Le cinquième adhikarana (sutras 5-11) affirme que le Pradhana non intelligent des Sankhyas ne peut pas être la cause du monde, n’étant pas confirmé par l’Écriture, puisque le vouloir, attribut d’une chose intelligente, est déclaré appartenir à cette cause du monde. Tel est le sens général de cet adhikarana selon Çankara, Ramanuja et Nimbarka, qui tous mentionnent à son propos le même passage, c’est-à-dire Chand. VI. 2. 1. Néanmoins, nous voyons que chacun d’eux garde en vue sa propre doctrine, très nette et fixée, et tous essayent d’interpréter les sutras selon leurs idées. Ainsi, à la fin de cet adhikarana, Ramanuja fait observer qu’il-contient aussi une réfutation du Brahma Nirguna, puisqu’il donne le vouloir comme un attribut du Brahma, et que posséder le vouloir, cela revient à dire que l’on possède l’attribut de l’intelligence.
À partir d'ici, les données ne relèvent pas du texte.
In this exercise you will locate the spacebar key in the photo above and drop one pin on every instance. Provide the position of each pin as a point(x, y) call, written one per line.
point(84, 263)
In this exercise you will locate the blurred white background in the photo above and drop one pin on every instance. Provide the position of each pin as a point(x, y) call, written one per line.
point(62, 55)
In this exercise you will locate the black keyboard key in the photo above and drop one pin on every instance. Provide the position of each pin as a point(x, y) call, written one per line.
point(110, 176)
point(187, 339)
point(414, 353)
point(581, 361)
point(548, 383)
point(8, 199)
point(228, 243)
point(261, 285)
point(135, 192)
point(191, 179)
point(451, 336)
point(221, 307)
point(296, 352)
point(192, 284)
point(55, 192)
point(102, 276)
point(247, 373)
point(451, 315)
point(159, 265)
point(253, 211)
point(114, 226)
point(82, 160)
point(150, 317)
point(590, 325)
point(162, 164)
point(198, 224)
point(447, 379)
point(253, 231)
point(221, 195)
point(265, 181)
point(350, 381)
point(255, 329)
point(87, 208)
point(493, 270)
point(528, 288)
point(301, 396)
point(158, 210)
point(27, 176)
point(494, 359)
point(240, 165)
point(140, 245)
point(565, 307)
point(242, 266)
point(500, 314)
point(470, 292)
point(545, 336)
Madhva, au contraire, trouve dans cet adhikarana l’idée que le Brahma ne peut pas être qualifié comme inexprimable, puisqu’on l’a nommé objet de connaissance iksaniya, par exemple dans le passage “atmanyeva atmanam paśyet” qu’on voie l’atman dans l’atman.

Vallabha a, lui aussi, une idée semblable, prétendant que le Brahma ne peut pas être “vyavaharatita”, c’est-à-dire au-dessus de toute expression ou preuve; en effet, on l’a décrit comme “voyant”, ce qui veut dire qu’il s’est fait vyavaharya exprimable.

Après avoir constaté, d’une manière générale, que le Brahma; l’objet principal du Védanta Shastra, qu’il est la cause de l’origine, de la conservation et de la destruction de l’univers et qu’il est intelligent, le sutrakara prend à tâche d’examiner certains passages des Upanisads et de démontrer que certains mots qu’ils renferment ne signifient rien d’autre que te Brahma.

Ici encore, Çankara remarque, en manière d’introduction, que la question qui nous occupe consiste à décider si c’est le Brahma supérieur ou inférieur qui est L’objet de certains passages des Upanisads; mais cette opinion ne se peut pas justifier; le reste de l’adhyaya montre que ce qui nous occupe est le choix entre le jiva et le Brahma entre L’âme individuelle et L’esprit suprême et, même dans le commentaire de Çankara, nous ne trouvons que cette idée. Nous avons encore là un exemple de la manière dont un commentateur subit l’influence de ses idées préconçues.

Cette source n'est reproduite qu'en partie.